Archives pour la catégorie ‘pédagogie’ Category

Les cours ex-cathedra, c’est bientôt fini ! De qui se MOOC-t-on ?

14 février 2013

Vous en avez certainement entendu parler. Un Massive Online Open Course (en bref, un MOOC) est un cours en ligne ouvert à une large participation (on parle, pour certains de ces cours, de 100 000 inscrits) et distribué sur le Web. Par exemple, edX, démarré il y a quelques mois à l’initiative du Massachusetts Institute of Technology et de Harvard University, offre de tels cours complets (les vidéos d’enseignement, des parcours pédagogiques…) gratuitement. Ces cours, pour le moment, n’offrent pas de certification : ils sont considérés comme un enrichissement de l’enseignement (intégration dans des cours bien réels ceux-là) et de l’apprentissage. edX se présente d’ailleurs comme une association sans but lucratif. D’autres MOOCs se présentent dans le cadre de consortiums d’universités (triées sur le volet, image de marque et visibilité obligent) comme Coursera (lancé à la mi-2012) avec l’intention de mettre en place un modèle financier pour la validation des acquis des étudiants, devenus ainsi des courserians. A part quelques initiatives et implications (comme l’EPFL de Lausanne dans Coursera), l’Europe voire la francophonie s’interroge sur l’opportunité ou la nécessité d’emboîter le pas aux cousins d’Amérique du Nord (2013, l’année des MOOCs en français ? sur Thot Cursus). En fait, comme chaque fois qu’une nouvelle technologie apparaît (en particulier, dans le champ de l’éducation), ce sont, à la fois, des discours enthousiasmants et des méfiances rédhibitoires qui se manifestent. Déjà “le bon vieux” Socrates manifestait une telle inquiétude par rapport à … l’écriture, considérée comme une menace pour la tradition orale. Est-ce toujours ainsi plus de deux millénaires après ? Pour vous, ces technologies sont-elles un remède ou un poison ?

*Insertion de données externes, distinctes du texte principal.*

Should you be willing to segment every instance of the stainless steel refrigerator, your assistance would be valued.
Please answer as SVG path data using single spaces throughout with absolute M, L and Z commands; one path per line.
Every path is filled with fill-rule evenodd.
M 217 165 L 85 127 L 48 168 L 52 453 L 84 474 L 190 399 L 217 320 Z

Les MOOC comme vecteur de transmission du savoir

Image : blog Inside Higher Education, http://www.insidehighered.com/news/2012/06/15/earning-college-credit-moocs-through-prior-learning-assessment

Certains présentent les MOOC comme une ressource parmi d’autres, une hyperbole du livre (le TextBook), du cédérom, de l’eLearning… Le savoir (les connaissances) est partout sur la toile, disponible et accessible. Michel Serres dans “Eduquer au XXIème siècle” nous dit : “Que transmettre ? Le savoir ? Le voilà, partout sur la Toile, disponible, objectivé. Le transmettre à tous ? Désormais, tout le savoir est accessible à tous. Comment le transmettre ? Voilà, c’est fait.” De tels cours qui transmettent le savoir sur la toile internet sont appelés des xMOOC, pour les distinguer des MOOC connectivistes, cMOOC (voir ci-dessous). Dans cet élan, d’autres prophètes vont plus loin et annoncent la fin du “campus” considéré comme un lieu de transmission des savoirs.

Les xMOOC sonnent-ils la fin des cours ex cathedra à l’université ? Dans quelques années, les étudiants belges choisiront-ils de prendre un cours à Harvard, un cours à Stanford, un cours au MIT… plutôt que des cours à l’UCL ?

Les MOOC comme opportunité de repenser l’enseignement universitaire

Les MOOC sont apparus à l’ère du Web 2.0, des réseaux sociaux, des blogs, des flux rss… Les premiers MOOC, les “vrais” selon les puristes, sont fondamentalement connectivistes : chaque apprenant apporte ses savoirs et les construit et les partage avec les autres. C’est le sens des cMOOC, des MOOC davantage inscrits dans le collectif, dans la mutualisation des savoirs et dans le tissu social qui relie ces savoirs et leur donne du sens. Le campus, loin d’être vidé de sa substance, de sa “matière”, pourrait ainsi retrouver du sens, le sens de notre Université inscrite dans la Cité.

Dès lors, certains y voient une occasion, une opportunité de repenser l’éducation. En effet, si on considère que l’enseignement n’est pas synonyme d’apprentissage, que les savoirs transmis n’équivalent pas à des connaissances acquises par les étudiants, que les technologies nous libèrent de ce devoir social de transmission pour mettre en place un véritable accompagnement des étudiants au travers de méthodes plus actives, plus interactives … ces cours en ligne à distance nous invitent à repenser le présentiel, à identifier les valeurs ajoutées de ce dernier dans le cadre de communautés d’apprentissage fertiles en développement de compétences, notamment celles liées au digital age.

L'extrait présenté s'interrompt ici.